Here’s a blatantly self-serving example: my current series, the Twixt, spawned from the complaint, “Why oh why is it always the immortal male who falls in love with a sixteen-year-old human girl and then shows her the way to love?” GAH! I knew a lot of teen girls—heck, I was one myself!—and the whole trend felt off, tired and overdone. So I thought, why not flip it? Why couldn’t the girl know her own body and mind? Why couldn’t the immortal guy have a few “firsts” for a change? What if he’s immortal, but hasn’t got a clue? I loved characters like Peter Pan, Joe Black and Edward Scissorhands, powerful, boyish not-quite-humans who didn’t know the difference between a thimble and a kiss.

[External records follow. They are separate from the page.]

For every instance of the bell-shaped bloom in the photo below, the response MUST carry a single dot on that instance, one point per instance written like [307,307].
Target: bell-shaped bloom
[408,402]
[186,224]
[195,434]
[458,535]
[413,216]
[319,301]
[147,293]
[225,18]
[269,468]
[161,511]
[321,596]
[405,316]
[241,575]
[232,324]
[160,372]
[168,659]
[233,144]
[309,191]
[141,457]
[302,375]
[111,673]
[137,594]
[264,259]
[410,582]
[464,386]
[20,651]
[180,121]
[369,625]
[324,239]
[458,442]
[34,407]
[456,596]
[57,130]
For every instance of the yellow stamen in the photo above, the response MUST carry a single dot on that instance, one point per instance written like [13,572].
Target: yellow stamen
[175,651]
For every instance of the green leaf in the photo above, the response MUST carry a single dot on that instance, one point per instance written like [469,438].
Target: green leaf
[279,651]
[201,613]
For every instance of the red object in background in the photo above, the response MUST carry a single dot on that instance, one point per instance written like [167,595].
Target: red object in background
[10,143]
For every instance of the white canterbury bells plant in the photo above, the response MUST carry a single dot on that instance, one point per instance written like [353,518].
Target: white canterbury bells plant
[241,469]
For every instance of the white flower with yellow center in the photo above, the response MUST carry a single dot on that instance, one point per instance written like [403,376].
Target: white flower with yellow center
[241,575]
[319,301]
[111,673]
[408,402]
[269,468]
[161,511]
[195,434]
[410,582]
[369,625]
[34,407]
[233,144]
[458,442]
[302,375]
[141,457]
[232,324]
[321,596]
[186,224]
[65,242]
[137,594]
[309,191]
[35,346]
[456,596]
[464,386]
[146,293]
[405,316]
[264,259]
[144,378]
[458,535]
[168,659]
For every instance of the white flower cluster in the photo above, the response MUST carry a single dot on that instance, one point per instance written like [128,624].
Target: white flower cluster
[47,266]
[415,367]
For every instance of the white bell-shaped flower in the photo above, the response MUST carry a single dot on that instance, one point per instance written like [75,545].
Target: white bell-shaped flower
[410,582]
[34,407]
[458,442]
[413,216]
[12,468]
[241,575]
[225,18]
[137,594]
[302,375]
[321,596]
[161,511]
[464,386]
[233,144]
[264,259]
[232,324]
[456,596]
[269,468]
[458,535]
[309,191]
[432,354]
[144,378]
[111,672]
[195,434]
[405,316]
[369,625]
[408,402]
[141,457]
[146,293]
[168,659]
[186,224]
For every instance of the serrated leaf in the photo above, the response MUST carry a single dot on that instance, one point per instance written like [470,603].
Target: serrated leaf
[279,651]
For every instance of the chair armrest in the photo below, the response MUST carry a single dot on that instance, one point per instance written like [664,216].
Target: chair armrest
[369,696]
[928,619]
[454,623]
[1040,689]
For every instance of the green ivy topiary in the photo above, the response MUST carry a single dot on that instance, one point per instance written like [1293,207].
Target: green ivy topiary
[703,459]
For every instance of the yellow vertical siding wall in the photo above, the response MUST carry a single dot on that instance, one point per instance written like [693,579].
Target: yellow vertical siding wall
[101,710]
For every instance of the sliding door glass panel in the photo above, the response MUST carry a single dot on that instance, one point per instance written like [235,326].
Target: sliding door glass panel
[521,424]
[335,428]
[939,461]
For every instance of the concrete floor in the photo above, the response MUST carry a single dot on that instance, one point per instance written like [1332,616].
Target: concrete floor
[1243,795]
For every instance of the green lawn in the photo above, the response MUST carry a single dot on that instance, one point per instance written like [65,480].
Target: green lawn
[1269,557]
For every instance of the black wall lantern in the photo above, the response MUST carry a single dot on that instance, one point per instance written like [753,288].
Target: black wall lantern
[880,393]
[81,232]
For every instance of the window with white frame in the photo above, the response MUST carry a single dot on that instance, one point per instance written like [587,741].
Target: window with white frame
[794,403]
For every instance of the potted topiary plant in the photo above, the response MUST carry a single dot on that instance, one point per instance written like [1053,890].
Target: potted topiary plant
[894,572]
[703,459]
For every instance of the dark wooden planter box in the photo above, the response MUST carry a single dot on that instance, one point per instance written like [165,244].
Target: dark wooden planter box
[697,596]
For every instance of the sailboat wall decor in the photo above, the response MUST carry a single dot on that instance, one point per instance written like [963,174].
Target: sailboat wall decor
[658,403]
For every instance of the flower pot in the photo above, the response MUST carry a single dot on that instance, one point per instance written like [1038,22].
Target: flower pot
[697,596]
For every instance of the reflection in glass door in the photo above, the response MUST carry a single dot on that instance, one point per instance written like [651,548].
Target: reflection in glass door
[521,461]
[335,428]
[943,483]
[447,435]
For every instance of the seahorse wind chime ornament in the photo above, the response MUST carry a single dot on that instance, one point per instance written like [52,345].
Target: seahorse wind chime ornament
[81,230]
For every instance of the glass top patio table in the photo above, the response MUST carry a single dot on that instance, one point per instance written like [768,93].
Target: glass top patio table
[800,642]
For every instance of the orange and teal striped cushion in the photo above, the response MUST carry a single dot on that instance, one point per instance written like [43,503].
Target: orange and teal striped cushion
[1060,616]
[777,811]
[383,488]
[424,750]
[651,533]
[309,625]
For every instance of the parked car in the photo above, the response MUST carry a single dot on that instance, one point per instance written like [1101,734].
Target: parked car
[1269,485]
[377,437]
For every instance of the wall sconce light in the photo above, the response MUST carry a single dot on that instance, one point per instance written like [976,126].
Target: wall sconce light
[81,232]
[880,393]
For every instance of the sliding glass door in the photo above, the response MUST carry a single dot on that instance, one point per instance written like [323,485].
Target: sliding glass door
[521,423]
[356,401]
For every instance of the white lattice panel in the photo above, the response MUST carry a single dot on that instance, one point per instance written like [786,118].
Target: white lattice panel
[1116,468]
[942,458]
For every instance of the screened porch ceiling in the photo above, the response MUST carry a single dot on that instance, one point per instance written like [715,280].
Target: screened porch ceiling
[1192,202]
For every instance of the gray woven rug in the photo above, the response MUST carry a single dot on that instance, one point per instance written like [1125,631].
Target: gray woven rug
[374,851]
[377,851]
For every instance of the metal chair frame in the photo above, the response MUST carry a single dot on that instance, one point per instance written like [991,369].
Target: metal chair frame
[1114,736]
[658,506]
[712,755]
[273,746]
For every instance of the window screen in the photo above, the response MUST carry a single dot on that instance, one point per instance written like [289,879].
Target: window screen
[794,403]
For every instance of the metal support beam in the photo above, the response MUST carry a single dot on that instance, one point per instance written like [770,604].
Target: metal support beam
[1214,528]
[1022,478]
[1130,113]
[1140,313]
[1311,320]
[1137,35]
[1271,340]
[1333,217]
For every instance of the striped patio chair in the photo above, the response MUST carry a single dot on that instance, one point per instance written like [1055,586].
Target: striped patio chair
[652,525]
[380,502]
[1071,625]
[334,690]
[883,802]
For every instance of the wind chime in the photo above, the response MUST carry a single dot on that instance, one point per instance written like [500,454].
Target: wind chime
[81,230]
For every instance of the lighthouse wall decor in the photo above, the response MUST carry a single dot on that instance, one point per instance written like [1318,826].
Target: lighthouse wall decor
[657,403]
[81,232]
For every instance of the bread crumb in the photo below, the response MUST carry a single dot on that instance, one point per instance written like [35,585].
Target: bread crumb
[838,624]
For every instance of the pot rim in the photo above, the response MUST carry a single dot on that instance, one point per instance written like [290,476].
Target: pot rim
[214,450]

That single question about the not-so-quo birthed a dozen others that I got to answer. Eventually, these mental ramblings became Indelible Ink, Joy Malone, Monica Reid and Graus Claude along with an entire cast of characters living in two worlds kept apart by old, broken rules. The struggle to be together, to bend the rules, to change the world, became the basis of a YA story arc currently on its third installment.
So why write YA?
YA is the New Black and lots of authors have been making the leap, which makes some people nervous and others skeptics, but that doesn’t serve the genre. YA is very popular with teens, tweens and adults, which has a lot of experts scratching their heads trying to figure out why. The truth is it has nothing to do with the texting generation, the rise of online gaming or—heaven help us—the dumbing down of literature; it’s the simple fact that it’s familiar. It speaks to us. We were all there once.
We know how it feels to question authority, to fall in love, to be betrayed, to have a best friend be closer than family, to have our hearts broken and to feel utterly alone for the very first time. Adolescence is the great unifier because everyone knows what it’s like, and for those readers who don’t know or haven’t gotten there yet or only vaguely remember, it’s a friendly guide from a fictional someone who “gets it.”
Growing up may manifest differently across countries and cultures, generations and genders, but everyone on the planet knows what it’s like to feel alienated, to wonder who we really are and ask ourselves what it means to be human.
I did. And then I grew up. And now I write YA.